Colunas

Sem habeas corpus

A priori, textos de filosofia, de economia e de ciências políticas, mesmo que versem sobre o cotidiano, são difíceis. Nem tanto pela escrita do autor, mais pelo tempo em que escreveu. Por mais popular que Shakespeare tenha sido, 400 anos depois ele fica difícil até para o nativo english speaker. O que dizer da Lei das Doze Tábuas de antes de Cristo, de um Maquiavel do início do século XVI ou do Saint-Exupéry da década de 1940?

No entanto, há compilações e versões didáticas de diversos textos, geralmente criadas por autores que pretendem popularizar o assunto. Jostein Gaarder ficou famoso ao contar a história da filosofia para jovens com O mundo de Sofia. Karl Marx e Friedrich Engels uniram proletários em torno do Manifesto do Partido Comunista. Data venia, O principezinho não é um resumo de O príncipe.

Neste, quando Maquiavel esboça o retrato de César Borgia, filho de Rodrigo Borgia ou  papa Alexandre VI, algumas frases se destacam e são usadas conditio sine qua non para valorizar um discurso. Se “os fins justificam os meios” se tornou quase catacrese, outra merece ser lembrada: “O primeiro método para estimar a inteligência de um líder é perceber os homens que estão à sua volta.”

Pois chegam os julgamentos sobre os atos de atentado à democracia do dia 8 de janeiro deste 2023, para que não haja periculum in mora. O tempo pode mostrar aos agentes das ações que “é loucura jogar fora todas as chances de ser feliz porque uma tentativa não deu certo”, por isso a justiça deve “exigir de cada um o que pode dar” e lembrar-se de vidros partidos, patrimônio dilapidado, símbolos históricos destroçados, obras de arte maculadas e incontinências gastrointestinais externadas. Até agora, 17 anos (por que não 22?) foi o tamanho da pena. Um consolo se a justiça lembrar a cada condenado que “tu te tornas eternamente responsável por aquilo que cativas.”

Talvez esteja guardando essa frase para o ex-presidente, como já sinalizou um de seus filhos numéricos.

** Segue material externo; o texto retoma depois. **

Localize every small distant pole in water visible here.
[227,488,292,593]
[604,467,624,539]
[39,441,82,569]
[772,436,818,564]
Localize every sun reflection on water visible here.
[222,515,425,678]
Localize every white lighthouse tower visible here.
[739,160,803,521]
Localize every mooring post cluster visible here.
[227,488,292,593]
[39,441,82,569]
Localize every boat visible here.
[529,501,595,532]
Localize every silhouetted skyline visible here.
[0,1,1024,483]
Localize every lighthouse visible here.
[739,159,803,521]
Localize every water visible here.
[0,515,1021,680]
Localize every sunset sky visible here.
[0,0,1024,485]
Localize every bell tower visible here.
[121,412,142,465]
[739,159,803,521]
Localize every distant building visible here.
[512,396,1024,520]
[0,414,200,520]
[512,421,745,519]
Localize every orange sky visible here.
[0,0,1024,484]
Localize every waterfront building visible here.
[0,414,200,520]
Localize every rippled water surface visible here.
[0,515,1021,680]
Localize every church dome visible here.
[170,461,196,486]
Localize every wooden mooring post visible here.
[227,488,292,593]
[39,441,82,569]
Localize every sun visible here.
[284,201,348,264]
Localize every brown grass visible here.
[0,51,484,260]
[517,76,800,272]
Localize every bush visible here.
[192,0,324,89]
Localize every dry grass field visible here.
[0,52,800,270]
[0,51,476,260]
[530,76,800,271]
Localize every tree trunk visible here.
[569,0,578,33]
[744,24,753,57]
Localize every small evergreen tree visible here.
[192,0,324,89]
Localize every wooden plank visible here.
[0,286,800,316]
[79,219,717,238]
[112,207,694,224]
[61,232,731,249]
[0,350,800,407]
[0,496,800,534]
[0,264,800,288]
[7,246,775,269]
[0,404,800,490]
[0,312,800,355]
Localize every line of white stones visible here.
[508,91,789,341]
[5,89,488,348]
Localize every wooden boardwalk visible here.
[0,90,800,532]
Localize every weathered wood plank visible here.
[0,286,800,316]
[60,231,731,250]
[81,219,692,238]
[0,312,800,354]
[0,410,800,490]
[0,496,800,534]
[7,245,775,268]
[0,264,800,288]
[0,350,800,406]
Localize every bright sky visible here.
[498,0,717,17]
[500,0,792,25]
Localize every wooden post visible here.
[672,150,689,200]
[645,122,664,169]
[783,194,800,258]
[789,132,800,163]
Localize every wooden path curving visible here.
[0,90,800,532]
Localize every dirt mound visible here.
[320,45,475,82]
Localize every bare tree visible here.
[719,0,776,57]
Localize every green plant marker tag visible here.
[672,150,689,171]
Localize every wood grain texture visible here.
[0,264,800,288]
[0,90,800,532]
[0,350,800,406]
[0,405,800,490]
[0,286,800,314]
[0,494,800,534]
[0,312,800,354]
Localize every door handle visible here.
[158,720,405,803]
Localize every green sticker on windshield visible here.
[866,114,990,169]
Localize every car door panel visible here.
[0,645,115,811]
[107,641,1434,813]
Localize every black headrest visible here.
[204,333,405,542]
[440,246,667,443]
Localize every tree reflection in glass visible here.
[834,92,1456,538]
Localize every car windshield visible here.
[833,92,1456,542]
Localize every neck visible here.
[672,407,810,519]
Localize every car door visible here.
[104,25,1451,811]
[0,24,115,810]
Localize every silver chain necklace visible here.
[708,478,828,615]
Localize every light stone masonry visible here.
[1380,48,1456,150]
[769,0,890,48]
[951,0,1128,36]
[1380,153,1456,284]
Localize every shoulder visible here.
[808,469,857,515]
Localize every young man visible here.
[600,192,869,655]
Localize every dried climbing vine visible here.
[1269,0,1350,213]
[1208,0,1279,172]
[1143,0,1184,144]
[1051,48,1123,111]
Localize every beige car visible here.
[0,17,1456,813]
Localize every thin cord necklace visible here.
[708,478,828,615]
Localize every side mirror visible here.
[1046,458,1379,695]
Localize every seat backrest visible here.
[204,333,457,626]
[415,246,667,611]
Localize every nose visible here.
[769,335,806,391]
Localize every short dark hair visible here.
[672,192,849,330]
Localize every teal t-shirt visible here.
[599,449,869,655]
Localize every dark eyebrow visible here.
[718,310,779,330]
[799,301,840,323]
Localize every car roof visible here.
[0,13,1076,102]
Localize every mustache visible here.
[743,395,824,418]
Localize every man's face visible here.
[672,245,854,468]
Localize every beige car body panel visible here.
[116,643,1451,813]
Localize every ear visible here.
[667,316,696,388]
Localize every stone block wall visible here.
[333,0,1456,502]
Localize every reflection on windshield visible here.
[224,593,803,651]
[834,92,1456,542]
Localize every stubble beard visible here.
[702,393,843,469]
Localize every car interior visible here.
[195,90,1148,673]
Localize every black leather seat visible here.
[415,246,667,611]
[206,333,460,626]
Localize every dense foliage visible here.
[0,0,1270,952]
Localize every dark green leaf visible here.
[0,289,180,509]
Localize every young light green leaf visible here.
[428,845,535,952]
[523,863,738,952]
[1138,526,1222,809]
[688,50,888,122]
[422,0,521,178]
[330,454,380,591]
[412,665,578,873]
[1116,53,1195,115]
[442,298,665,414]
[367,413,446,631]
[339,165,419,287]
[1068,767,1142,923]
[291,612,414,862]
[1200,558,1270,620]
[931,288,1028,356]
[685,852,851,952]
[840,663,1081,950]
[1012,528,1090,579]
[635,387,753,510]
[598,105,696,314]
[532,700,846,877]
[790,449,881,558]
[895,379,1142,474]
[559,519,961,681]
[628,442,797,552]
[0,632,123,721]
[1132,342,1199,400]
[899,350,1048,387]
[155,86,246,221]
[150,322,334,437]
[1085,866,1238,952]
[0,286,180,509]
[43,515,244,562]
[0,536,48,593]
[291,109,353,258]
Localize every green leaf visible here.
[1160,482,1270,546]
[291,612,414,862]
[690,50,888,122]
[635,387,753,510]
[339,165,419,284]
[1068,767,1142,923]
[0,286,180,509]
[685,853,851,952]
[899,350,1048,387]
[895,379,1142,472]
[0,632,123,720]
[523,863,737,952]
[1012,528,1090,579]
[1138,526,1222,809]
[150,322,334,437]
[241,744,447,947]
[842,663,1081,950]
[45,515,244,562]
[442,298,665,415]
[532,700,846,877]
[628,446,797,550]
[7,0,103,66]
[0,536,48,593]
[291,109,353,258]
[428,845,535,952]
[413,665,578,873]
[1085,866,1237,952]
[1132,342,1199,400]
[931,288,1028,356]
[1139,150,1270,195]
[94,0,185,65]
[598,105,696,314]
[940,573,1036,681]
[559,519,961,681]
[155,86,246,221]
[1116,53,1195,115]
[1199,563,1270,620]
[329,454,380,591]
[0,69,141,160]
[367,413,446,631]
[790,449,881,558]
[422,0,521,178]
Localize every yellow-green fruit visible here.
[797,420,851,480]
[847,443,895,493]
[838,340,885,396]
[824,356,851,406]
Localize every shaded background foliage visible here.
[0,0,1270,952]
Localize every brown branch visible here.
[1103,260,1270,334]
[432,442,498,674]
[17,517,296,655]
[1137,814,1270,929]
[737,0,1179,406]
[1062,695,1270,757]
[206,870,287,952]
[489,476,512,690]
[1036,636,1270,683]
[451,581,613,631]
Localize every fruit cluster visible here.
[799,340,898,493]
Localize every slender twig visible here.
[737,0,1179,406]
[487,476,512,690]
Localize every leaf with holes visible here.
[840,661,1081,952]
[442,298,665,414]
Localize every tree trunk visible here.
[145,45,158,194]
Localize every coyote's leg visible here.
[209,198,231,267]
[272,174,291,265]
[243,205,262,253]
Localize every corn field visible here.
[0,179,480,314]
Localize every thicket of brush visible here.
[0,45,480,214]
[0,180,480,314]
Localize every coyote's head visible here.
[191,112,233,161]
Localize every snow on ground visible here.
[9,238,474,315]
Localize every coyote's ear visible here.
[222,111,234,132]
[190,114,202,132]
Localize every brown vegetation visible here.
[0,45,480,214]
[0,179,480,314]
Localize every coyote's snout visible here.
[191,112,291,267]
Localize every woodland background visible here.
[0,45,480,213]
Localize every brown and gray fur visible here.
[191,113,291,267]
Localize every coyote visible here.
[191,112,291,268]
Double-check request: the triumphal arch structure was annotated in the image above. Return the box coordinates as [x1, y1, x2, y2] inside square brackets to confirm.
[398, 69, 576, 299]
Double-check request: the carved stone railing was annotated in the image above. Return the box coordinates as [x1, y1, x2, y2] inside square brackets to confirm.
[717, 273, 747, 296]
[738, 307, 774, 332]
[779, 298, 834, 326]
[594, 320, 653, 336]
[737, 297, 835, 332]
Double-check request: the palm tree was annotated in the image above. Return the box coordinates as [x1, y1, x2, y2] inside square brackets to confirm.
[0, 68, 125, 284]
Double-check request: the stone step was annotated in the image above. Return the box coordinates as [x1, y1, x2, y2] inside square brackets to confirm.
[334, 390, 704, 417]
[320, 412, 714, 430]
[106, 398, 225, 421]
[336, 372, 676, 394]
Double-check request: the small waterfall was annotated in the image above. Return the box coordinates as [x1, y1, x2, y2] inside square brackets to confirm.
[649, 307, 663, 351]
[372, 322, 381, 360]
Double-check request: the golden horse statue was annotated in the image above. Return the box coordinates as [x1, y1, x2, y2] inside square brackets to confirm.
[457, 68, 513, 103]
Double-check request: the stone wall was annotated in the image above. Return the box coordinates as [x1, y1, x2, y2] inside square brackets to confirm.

Se in dubio pro reu, in redes sociais prova-se muito. A posteriori foi tudo colecionado pela polícia, o inquérito se valeu de arquivos produzidos pelos próprios actantes e o modus operandi ficou explícito, restando à investigação organizar cadastros e buscar agentes das causas.

O principal desafio para a justiça é, justamente, ser justa. Manchado pelo golpe de 2016 e pela Operação Lava Jato, o judiciário tem a chance de, no popular, mostrar serviço. Movimento que precisa ser observado de perto, porque, se há personagens que aparecem por citações equivocadas ou pelo choro em cena, há também os portadores do martelo, da toga e da Constituição.

A venda, a espada e a balança precisam ser sempre respeitadas, para que não sejam, respectivamente, levantada, afiada em um gume, desequilibrada. A revolução, como diz o título do filme, não será televisionada, mas os julgamentos são. A justiça precisa ser maior que o espetáculo, a história maior que os personagens e a todos, agentes e público, importa ter sempre em mente, como consta no título: sem anistia. Erga omnes.